Cultural Mapping and Musical Diversity - Britta Sweers

Cultural Mapping and Musical Diversity - Britta Sweers

14. Questioning Safeguarding: Heritage and Capabilities at Jemaa el Fnaa Square, Morocco

Cultural Mapping and Musical Diversity - Britta Sweers

Tom Beardslee [+-]
Independent Scholar
Thomas Beardslee, Ph.D., is a professional musician and music teacher living in Brussels, Belgium. His current professional and research interests concern practical applications of his doctoral research on the Sen/ Nussbaum capabilities approach, including music and capabilities in refugee populations. He also performs regularly on guitar, pedal steel, oud, and banjo throughout Belgium and elsewhere in Europe.

Description

Since the Declaration of Masterpieces and the highly successful 2003 Convention, the UNESCO paradigms of Intangible Cultural Heritage and safeguarding have become influential concepts in international, national, and local cultural policy. However, as is argued here, this concept of safeguarding attempts to impose onto the flow of human activity a way of thinking better suited to physical sites: culture as a static edifice that is under threat of erosion, with safeguarding as a process of ‘shoring up’. This results in an awkward fit of both theory and practice that leads to projects with unattainable goals, poorly-directed resources, and limited benefits for their intended recipients. This chapter is based on a year of fieldwork research conducted with the open-air performers at Jemaa el Fnaa Square in Marrakech, Morocco. The Square was in many ways the genesis of UNESCO’s Intangible Cultural Heritage project, and serves as a useful case study with which to discuss the effects (or lack thereof) of the safeguarding approach on a community ofperformers.

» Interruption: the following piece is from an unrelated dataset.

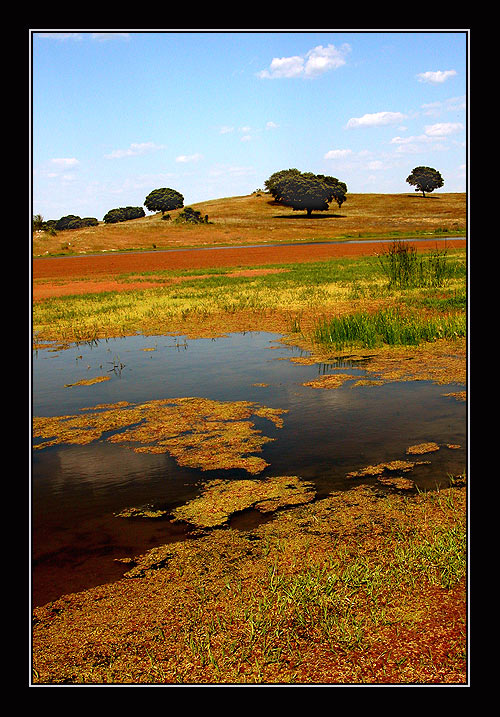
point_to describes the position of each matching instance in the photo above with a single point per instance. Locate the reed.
(404, 267)
(387, 326)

This case study will be used to problematize the concepts of heritage and safeguarding, while proposing Amartya Sen's/ Martha Nussbaum's capabilities approach as an alternative framework for actions relating to cultural heritage, intangible or otherwise. The capabilities approach seeks ways of enhancing the possible range of choices and abilities of individuals and communities, privileging this over the prescribing of particular activities. This approach is well-suited to projects relating to culture, which is a fluid and dynamic process resistant to static, prescriptive notions of ‘heritage.’ The chapter hereby also discusses ways in which using the idea of capabilities as a starting point could result in more effective action, meeting both the capabilities deficits of individuals and many of the hopes of those wanting to see their traditions continue.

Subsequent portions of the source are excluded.